On my quest to understand neurodiversity, I find Anna’s approach to life and development fascinating. We embrace Anna’s differences wholly and with much love and affection. Parenting any child is not an easy task, and I find it all too easy to get swept along with ‘how we should do something’ based on preconceived ideas of what society expects. But what if we throw caution to the wind? What if we allow Anna to develop at her own pace, in her own time, respecting her choices and her boundaries? Einstein famously said, ‘if we judge a fish by it’s ability to climb a tree, it will spend it’s whole life feeling stupid’ and I think of this every time I hear someone telling me what I ‘should’ be doing for Anna. I feel very strongly that there is so much emphasis on what our children should be doing, that we forget that what children really need is to be nurtured. We need to help our little ones find their strengths. I believe that when we remove the pressure of conformity an individual truly can flourish. If we allow Anna to find her own path in life then we know that she will have an understanding that her choices matter and that we respect her. Almost 2 years ago, I spent the deepest, darkest hours of night time wondering and worrying about Anna’s future, these days I am optimistic and now I look towards Anna’s future with wonder.

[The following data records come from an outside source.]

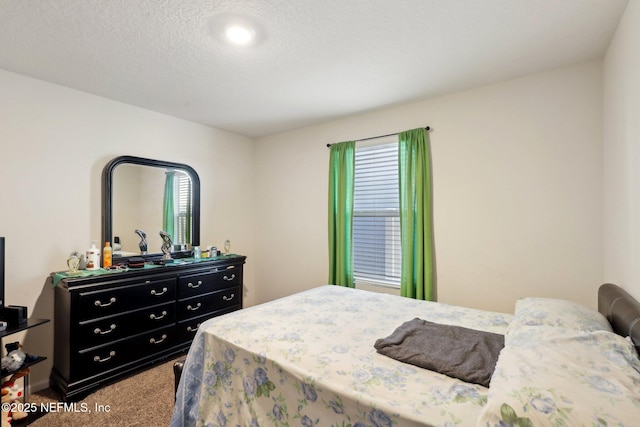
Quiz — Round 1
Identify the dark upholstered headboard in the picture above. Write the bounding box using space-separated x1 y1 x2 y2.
598 283 640 354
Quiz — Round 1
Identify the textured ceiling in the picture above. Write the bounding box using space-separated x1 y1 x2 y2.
0 0 627 137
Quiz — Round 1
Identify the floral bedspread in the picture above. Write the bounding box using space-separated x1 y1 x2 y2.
171 286 512 427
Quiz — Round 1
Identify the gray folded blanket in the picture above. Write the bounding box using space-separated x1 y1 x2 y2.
374 318 504 387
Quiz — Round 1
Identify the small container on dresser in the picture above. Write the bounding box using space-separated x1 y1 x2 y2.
51 256 246 400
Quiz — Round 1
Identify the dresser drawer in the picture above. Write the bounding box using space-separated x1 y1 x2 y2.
76 276 176 321
178 306 241 344
178 265 242 299
72 325 176 379
74 302 176 348
177 286 240 320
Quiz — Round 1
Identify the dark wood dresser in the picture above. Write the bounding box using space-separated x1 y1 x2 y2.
51 255 246 400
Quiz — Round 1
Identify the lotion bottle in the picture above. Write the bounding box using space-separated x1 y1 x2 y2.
102 242 113 268
87 241 100 270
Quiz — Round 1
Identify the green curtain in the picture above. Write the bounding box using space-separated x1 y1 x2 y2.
162 172 175 242
398 128 435 301
329 141 356 288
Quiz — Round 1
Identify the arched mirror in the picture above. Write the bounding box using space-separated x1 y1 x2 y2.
102 156 200 259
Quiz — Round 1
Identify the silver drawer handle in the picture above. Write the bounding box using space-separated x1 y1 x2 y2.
93 323 116 335
94 297 116 307
151 288 167 296
93 350 116 363
187 323 200 332
149 334 167 344
149 310 167 320
187 303 202 311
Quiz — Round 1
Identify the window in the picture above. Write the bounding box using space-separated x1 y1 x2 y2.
353 137 402 288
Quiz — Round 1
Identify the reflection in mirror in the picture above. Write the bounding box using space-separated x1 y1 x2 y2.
103 156 200 257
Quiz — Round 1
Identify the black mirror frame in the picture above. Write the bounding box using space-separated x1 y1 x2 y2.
102 156 200 260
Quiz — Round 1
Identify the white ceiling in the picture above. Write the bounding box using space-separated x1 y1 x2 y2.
0 0 627 137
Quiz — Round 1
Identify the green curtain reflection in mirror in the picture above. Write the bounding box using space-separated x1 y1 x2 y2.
162 171 177 243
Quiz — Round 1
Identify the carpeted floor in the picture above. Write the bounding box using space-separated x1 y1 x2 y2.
23 357 178 427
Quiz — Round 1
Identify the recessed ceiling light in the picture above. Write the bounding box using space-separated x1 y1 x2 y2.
225 25 256 45
208 14 264 46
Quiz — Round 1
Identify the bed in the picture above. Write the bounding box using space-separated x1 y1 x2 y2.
171 284 640 427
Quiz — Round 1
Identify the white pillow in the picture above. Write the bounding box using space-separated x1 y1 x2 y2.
477 326 640 426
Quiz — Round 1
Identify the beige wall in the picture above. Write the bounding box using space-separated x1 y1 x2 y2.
255 62 603 312
604 1 640 299
0 70 255 389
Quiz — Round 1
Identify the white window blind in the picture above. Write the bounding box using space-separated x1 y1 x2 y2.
173 171 191 244
353 139 402 287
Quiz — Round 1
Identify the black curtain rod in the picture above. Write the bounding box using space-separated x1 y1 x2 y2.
327 126 431 147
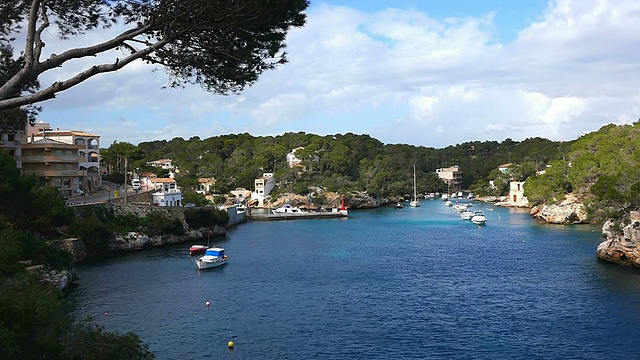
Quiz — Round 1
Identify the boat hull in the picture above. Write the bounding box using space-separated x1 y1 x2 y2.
196 256 229 270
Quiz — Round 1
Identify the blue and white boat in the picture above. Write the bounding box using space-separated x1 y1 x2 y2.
196 247 229 270
471 210 487 225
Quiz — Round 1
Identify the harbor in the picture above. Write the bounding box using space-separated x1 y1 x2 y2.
70 200 640 360
247 210 349 221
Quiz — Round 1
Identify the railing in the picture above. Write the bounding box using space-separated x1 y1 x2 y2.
22 155 84 163
24 170 82 177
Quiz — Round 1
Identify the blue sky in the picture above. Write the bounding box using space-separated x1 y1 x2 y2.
27 0 640 148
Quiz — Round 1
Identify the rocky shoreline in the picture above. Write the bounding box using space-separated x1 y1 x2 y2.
596 211 640 268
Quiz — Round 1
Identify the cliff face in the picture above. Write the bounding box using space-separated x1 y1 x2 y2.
530 194 589 224
596 211 640 268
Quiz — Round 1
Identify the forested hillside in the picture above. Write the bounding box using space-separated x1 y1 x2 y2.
103 132 570 200
525 121 640 221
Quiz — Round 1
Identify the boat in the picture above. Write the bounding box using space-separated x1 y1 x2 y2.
189 244 207 255
196 247 229 270
471 210 487 225
271 204 304 214
460 210 473 220
409 163 420 207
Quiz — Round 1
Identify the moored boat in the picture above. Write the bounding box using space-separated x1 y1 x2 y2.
471 210 487 225
460 210 473 220
272 204 304 214
196 247 229 270
189 244 207 255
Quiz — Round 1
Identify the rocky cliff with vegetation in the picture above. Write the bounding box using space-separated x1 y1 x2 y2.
596 211 640 268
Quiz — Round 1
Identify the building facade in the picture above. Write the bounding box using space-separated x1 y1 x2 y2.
23 122 102 197
251 173 276 207
436 165 462 193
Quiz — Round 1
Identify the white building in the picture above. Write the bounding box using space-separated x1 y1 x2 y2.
149 178 182 206
436 165 462 193
509 181 529 206
196 178 216 195
287 147 304 168
251 173 276 207
147 159 173 170
27 122 102 193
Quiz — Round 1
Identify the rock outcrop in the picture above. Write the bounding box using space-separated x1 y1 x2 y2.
596 211 640 268
530 194 589 224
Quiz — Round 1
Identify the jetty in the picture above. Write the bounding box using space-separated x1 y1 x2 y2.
247 210 349 221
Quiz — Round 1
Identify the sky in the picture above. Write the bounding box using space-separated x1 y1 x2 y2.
20 0 640 148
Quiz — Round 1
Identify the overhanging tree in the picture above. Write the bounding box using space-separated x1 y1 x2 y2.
0 0 309 110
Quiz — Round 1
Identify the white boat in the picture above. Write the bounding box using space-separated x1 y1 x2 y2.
471 210 487 225
272 204 304 214
196 247 229 270
189 244 207 255
460 210 473 220
409 164 420 207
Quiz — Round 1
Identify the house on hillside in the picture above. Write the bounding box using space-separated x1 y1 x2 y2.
287 147 304 168
149 178 182 206
147 159 174 170
498 163 513 174
196 177 216 195
28 122 102 197
436 165 462 193
509 181 529 206
251 173 276 207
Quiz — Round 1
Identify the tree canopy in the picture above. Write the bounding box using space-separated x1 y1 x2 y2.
0 0 309 110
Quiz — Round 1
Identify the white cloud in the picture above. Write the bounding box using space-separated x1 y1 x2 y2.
13 0 640 147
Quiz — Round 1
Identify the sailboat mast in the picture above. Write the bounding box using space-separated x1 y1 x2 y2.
413 163 418 200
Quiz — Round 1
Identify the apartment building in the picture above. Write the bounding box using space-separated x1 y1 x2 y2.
22 138 88 197
28 122 102 195
436 165 462 193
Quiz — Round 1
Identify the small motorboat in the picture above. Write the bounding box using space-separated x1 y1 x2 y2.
460 210 473 220
196 247 229 270
272 204 304 214
189 245 207 255
471 210 487 225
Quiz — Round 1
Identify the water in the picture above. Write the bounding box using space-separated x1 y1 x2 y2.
72 200 640 359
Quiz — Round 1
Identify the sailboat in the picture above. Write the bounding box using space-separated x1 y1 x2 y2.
409 164 420 207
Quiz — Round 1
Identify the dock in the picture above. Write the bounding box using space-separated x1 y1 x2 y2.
247 210 349 221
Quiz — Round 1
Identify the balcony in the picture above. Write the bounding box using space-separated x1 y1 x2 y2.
22 155 84 164
22 168 82 177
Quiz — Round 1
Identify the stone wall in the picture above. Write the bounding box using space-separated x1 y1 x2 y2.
61 203 241 263
530 194 589 224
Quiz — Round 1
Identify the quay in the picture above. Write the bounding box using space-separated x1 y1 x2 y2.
247 210 349 221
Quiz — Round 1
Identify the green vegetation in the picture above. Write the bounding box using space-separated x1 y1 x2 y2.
105 132 569 200
525 122 640 221
0 151 154 359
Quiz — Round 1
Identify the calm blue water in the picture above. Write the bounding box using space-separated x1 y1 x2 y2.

I’ve recently read the excellent book ‘What every Autistic girl wishes her parents knew’, and I feel that Emily Paige Ballou spoke to me personally about my beautiful daughter’s beautiful mind when she said
‘ I want you to know that what she might never do doesn’t necessarily tell you anything about what she might do.
I want you to know that your daughter is a whole person, just as she is. That she is not lacking any essential feature of what it means to be human. There is no missing piece of her you have to find; she is all there, even if you don’t know how to understand her yet. I want you to know that she does have an intact mind. It’s just a mind that may work differently from those people around her, in ways that are still obscure to most of us, in ways she doesn’t know how to tell you about yet.
I want you to know that she has a future as an autistic person.
I want you to know that your daughter is of value to the world, and the world has a place and a need for her.’